Oleh karena itu, permasalahan kesenjangan keahlian masih menjadi fokus perhatian eksekutif C-level dan semakin diprioritaskan di tingkat dewan. Dalam laporan tersebut, para pengambil keputusan TI dan keamanan siber di berbagai negara—antara lain Singapura, Thailand, Hong Kong, Filipina, Malaysia, dan Indonesia—yang menjadi responden survei juga menyarankan sejumlah cara untuk mengatasi kesenjangan keahlian, salah satunya dengan mengadakan pelatihan dan sertifikasi untuk meningkatkan pengetahuan karyawan.
Dampak yang Meluas Akibat Kurangnya Tenaga Ahli Keamanan Siber
Berdasarkan laporan yang termuat dalam 2021 (ISC)2 Cybersecurity Workforce Study (penelitian (ISC)2 yang menyoroti permasalahan tenaga kerja keamanan siber pada tahun 2021) Asia-Pasifik adalah kawasan dengan kesenjangan tenaga kerja terbesar, yaitu 1,42 juta orang. Meskipun menurun dibandingkan tahun sebelumnya, kawasan ini masih harus banyak berbenah.
Mengingat semakin besarnya kerugian yang dialami perusahaan dalam hal laba dan reputasi akibat pelanggaran, keamanan siber semakin diprioritaskan di tingkat dewan. Di Asia, 89% perusahaan yang memiliki dewan direksi melaporkan bahwa mereka secara khusus mengajukan pertanyaan tentang keamanan siber. Sementara itu, 79% perusahaan memiliki dewan direksi yang merekomendasikan peningkatan tenaga kerja di bidang TI dan keamanan siber.

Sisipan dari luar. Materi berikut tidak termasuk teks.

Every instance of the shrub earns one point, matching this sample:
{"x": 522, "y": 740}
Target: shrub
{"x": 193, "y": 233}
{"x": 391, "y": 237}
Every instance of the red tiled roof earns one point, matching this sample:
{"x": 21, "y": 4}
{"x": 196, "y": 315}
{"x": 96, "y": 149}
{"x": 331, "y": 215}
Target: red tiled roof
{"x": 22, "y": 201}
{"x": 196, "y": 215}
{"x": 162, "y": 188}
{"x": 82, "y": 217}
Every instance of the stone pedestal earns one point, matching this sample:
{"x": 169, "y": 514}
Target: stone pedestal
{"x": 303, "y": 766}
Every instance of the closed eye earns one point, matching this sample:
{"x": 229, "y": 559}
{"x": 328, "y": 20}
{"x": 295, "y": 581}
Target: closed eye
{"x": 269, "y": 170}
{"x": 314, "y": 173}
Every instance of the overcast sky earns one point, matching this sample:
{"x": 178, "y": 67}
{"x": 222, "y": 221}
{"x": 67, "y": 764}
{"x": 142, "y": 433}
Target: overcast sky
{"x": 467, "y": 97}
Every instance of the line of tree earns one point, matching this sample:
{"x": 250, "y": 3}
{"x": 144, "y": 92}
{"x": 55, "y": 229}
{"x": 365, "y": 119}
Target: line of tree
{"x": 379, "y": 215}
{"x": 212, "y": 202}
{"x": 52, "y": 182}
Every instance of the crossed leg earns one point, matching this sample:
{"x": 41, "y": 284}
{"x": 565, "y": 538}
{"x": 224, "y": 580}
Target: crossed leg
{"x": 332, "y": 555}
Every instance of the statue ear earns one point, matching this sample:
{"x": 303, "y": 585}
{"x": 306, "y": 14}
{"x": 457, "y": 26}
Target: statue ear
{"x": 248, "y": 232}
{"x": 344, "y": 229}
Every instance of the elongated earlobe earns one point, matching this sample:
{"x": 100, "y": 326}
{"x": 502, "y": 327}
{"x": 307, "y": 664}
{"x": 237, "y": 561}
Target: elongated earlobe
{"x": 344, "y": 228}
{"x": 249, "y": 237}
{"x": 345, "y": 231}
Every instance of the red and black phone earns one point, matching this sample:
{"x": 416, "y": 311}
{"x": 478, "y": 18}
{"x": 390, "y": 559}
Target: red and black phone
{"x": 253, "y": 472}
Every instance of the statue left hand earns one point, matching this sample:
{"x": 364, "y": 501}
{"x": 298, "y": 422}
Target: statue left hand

Meningkatkan Keahlian Keamanan Siber Melalui Pelatihan dan Sertifikasi
Laporan kesenjangan keahlian Fortinet menunjukkan betapa pentingnya pelatihan dan sertifikasi bagi perusahaan untuk mengatasi kesenjangan keahlian. Laporan regional tersebut mengungkapkan bahwa 97% pimpinan perusahaan meyakini bahwa sertifikasi yang berfokus pada teknologi memberikan dampak positif terhadap peran dan tim mereka, sementara 86% pimpinan perusahaan cenderungmempekerjakan tenaga ahli bersertifikat.
Selain itu, 89% responden mengaku bersedia membayar agar karyawan mereka memperoleh sertifikasi keamanan siber. Semakin tingginya kesadaran dan pemahaman akan pentingnya keamanan siber menjadi salah satu alasan utama sertifikasi sangat dihargai.